Presi posto sulla prima panchina in granito che trovai, estraendo il mio taccuino per provare a disegnare qualcosa: non ero bravissima, anzi, in realtà facevo piuttosto pena, ma mi aiutava a rilassare i nervi quando sentivo che ero troppo agitata. In alternativa ballavo, ma immaginai che quello non fosse il momento adatto. Dovevo conservare quante più forze possibili per ciò a cui stavo andando in contro.
Iniziai a far correre la punta della penna blu sul foglio bianco, cercando di rimanere quanto più fedele possibile ai petali dei fiori che avevano attirato la mia attenzione crescendo proprio sotto ai miei piedi: il loro odore pungente s'insinuava nelle mie narici fino a confluire all'interno dei polmoni, suscitandomi un senso di pace che poche volte riuscivo ad ottenere. Ne seguii mentalmente i contorni, mi focalizzai su ogni più piccola smussatura, ogni venatura che si intraveda dalle trasparenze di quel bianco latteo baciato dolcemente dai raggi del Sole.

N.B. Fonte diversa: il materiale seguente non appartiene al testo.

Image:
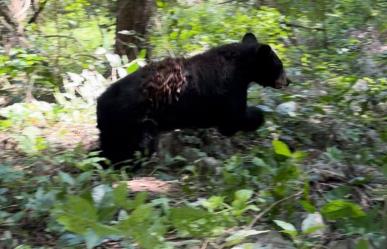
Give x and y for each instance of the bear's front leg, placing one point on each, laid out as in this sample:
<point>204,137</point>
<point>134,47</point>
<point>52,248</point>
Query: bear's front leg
<point>149,137</point>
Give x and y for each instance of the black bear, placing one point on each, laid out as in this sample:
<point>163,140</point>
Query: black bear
<point>206,90</point>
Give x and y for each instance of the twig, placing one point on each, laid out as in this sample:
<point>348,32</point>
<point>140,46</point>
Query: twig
<point>301,26</point>
<point>260,215</point>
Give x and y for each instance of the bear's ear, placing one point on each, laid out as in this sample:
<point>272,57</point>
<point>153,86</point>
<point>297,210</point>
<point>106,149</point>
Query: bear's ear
<point>249,38</point>
<point>264,50</point>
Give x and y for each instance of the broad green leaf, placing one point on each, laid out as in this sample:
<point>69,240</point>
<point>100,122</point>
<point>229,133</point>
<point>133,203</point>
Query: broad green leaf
<point>239,236</point>
<point>243,194</point>
<point>133,67</point>
<point>287,227</point>
<point>213,202</point>
<point>281,148</point>
<point>313,224</point>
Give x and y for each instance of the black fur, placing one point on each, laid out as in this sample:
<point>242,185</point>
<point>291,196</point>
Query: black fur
<point>206,90</point>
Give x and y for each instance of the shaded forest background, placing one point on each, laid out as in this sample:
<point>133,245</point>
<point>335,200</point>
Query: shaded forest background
<point>313,177</point>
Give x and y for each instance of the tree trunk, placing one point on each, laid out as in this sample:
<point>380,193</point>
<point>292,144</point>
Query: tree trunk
<point>133,19</point>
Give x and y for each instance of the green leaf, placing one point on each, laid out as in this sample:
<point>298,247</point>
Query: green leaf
<point>76,214</point>
<point>194,221</point>
<point>67,178</point>
<point>281,148</point>
<point>240,235</point>
<point>339,209</point>
<point>243,195</point>
<point>213,203</point>
<point>362,244</point>
<point>133,67</point>
<point>287,227</point>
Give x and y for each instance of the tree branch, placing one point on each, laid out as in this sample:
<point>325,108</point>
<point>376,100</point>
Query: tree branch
<point>37,12</point>
<point>300,26</point>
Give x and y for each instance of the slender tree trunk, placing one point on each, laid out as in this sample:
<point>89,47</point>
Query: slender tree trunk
<point>133,19</point>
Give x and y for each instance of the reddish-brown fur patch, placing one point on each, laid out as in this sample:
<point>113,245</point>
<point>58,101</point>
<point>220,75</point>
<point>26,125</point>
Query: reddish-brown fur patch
<point>165,85</point>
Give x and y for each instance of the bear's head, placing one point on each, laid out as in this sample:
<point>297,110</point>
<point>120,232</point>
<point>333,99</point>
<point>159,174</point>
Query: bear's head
<point>267,67</point>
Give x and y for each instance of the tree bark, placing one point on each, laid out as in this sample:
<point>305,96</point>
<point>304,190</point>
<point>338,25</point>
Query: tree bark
<point>133,19</point>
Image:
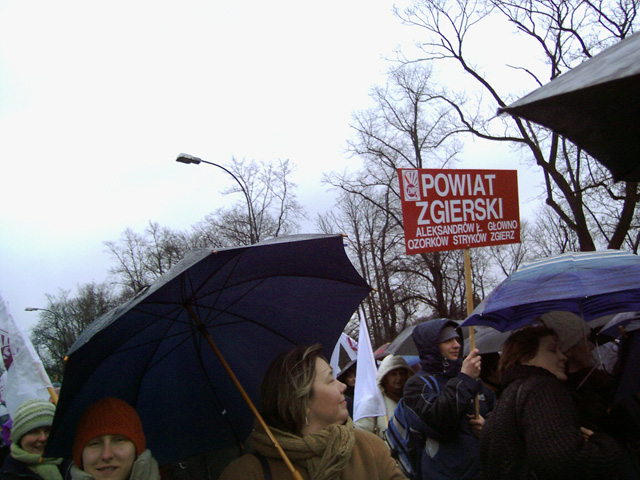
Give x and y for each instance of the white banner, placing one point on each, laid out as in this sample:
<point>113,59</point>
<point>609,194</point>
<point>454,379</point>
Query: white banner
<point>25,377</point>
<point>368,401</point>
<point>345,350</point>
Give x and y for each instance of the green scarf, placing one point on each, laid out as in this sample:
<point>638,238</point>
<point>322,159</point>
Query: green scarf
<point>47,468</point>
<point>324,453</point>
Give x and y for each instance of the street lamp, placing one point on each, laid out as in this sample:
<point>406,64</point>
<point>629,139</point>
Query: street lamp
<point>190,159</point>
<point>35,309</point>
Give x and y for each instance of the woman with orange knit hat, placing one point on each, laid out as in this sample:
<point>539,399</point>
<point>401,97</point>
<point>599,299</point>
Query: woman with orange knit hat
<point>109,444</point>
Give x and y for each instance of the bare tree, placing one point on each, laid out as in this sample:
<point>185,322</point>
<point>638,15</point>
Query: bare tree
<point>142,258</point>
<point>579,191</point>
<point>375,245</point>
<point>273,209</point>
<point>410,126</point>
<point>64,319</point>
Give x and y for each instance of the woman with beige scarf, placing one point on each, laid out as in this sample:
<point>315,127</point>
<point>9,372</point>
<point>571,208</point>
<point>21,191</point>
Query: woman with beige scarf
<point>305,408</point>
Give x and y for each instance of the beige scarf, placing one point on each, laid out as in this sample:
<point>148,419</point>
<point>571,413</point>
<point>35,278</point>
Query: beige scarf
<point>47,468</point>
<point>324,453</point>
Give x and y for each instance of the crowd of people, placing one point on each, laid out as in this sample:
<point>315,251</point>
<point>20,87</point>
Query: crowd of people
<point>542,411</point>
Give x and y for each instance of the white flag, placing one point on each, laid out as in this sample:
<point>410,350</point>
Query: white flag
<point>367,401</point>
<point>25,377</point>
<point>344,351</point>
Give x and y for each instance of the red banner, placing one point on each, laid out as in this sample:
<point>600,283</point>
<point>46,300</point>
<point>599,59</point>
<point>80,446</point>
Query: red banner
<point>454,209</point>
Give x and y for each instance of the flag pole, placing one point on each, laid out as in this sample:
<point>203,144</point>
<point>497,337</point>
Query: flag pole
<point>472,334</point>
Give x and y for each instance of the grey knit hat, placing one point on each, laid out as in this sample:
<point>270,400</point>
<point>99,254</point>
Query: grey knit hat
<point>32,414</point>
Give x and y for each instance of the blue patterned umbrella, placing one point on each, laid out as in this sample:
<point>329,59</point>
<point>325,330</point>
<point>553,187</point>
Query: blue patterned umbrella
<point>589,284</point>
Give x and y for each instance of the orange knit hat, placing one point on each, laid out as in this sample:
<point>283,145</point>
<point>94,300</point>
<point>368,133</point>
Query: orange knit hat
<point>109,416</point>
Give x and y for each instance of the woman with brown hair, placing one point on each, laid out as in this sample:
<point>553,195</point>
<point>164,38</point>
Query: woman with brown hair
<point>305,408</point>
<point>534,430</point>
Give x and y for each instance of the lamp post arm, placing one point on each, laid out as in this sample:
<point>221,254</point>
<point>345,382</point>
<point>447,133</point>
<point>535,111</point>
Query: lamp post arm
<point>253,230</point>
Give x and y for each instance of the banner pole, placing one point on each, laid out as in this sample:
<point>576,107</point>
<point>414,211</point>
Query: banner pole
<point>469,292</point>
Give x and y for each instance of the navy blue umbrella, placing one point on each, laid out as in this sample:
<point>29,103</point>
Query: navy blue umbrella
<point>589,284</point>
<point>158,351</point>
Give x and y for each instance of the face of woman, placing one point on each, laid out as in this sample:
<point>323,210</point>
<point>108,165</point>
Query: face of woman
<point>109,457</point>
<point>35,440</point>
<point>550,357</point>
<point>327,405</point>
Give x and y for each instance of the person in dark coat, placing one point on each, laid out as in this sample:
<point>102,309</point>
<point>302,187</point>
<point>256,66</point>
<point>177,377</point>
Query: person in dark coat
<point>446,409</point>
<point>29,433</point>
<point>534,430</point>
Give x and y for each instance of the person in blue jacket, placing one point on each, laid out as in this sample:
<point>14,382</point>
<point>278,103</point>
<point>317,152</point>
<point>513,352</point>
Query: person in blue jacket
<point>442,394</point>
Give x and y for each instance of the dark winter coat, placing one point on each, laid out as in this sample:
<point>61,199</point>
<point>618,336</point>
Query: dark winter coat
<point>12,469</point>
<point>451,450</point>
<point>534,432</point>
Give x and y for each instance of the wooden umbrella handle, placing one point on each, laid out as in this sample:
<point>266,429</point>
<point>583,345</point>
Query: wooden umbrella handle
<point>296,475</point>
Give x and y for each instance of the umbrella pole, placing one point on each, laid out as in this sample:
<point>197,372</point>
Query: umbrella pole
<point>472,334</point>
<point>296,475</point>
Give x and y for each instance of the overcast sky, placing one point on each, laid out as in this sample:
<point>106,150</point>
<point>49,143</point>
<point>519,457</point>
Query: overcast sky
<point>98,98</point>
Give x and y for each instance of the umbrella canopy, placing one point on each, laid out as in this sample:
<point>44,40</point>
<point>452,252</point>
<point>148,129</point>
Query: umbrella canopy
<point>589,284</point>
<point>596,105</point>
<point>402,345</point>
<point>254,302</point>
<point>570,328</point>
<point>629,321</point>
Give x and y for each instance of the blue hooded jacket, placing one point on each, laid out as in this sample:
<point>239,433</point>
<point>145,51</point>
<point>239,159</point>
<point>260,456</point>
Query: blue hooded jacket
<point>451,450</point>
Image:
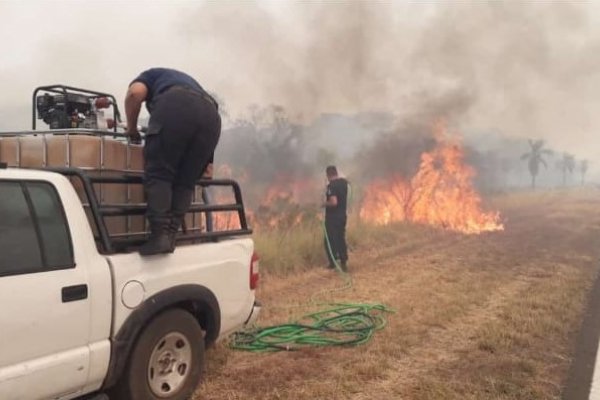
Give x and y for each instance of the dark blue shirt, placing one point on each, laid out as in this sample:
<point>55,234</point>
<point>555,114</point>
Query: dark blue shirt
<point>158,80</point>
<point>339,188</point>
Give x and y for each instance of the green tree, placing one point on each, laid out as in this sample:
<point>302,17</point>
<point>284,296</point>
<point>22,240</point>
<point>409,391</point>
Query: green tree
<point>583,167</point>
<point>566,165</point>
<point>535,157</point>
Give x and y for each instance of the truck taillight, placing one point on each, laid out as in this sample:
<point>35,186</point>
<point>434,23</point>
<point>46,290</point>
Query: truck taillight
<point>254,271</point>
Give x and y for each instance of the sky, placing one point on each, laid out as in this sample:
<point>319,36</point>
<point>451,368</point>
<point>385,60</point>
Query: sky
<point>523,69</point>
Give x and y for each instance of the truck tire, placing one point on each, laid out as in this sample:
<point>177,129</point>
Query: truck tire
<point>166,362</point>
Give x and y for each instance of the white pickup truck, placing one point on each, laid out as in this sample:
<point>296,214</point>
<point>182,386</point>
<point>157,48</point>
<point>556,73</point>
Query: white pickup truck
<point>83,313</point>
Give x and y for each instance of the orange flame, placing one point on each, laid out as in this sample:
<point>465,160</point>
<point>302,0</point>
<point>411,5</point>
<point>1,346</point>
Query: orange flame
<point>440,194</point>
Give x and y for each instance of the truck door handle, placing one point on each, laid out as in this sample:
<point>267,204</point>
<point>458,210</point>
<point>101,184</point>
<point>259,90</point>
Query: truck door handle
<point>74,293</point>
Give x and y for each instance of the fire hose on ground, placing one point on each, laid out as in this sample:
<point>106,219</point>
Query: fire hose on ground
<point>339,325</point>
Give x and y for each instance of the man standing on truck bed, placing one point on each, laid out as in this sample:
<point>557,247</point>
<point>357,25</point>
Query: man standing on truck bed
<point>182,134</point>
<point>335,218</point>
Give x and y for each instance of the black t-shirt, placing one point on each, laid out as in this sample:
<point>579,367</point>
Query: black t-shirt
<point>338,188</point>
<point>157,80</point>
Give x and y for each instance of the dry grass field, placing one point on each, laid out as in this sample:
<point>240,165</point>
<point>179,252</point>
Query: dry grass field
<point>490,316</point>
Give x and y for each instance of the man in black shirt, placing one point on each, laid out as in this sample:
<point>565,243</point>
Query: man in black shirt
<point>335,218</point>
<point>182,134</point>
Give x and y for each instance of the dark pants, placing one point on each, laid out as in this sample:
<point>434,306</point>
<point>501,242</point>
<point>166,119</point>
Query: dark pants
<point>183,132</point>
<point>336,233</point>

Staccai gli occhi dalla bozza solo quando il timer che avevo impostato per ricordarmi di tornare nella sala principale mi avvisò che era arrivato il momento di andare: prima di alzarmi tuttavia, non seppi bene dire il perché, mi guardai attorno e mi stiracchiai. Scorsi allora in lontananza un gruppo di ragazzi ben vestiti che attraversavano a passo svelto le immense arcate costeggianti il quadrato perfetto che era il giardino: uno di loro si fermò, chinando il capo sulla cravatta che stava disperatamente cercando di allentare. I luminosi capelli castani gli ricaddero sugli occhi, mostrando così un orecchio adornato da piercing disposti in ordine sulla cartilagine, mentre con le dita si impegnò a snodare quello che, invece di una cravatta, sembrava essere per lui un cappio.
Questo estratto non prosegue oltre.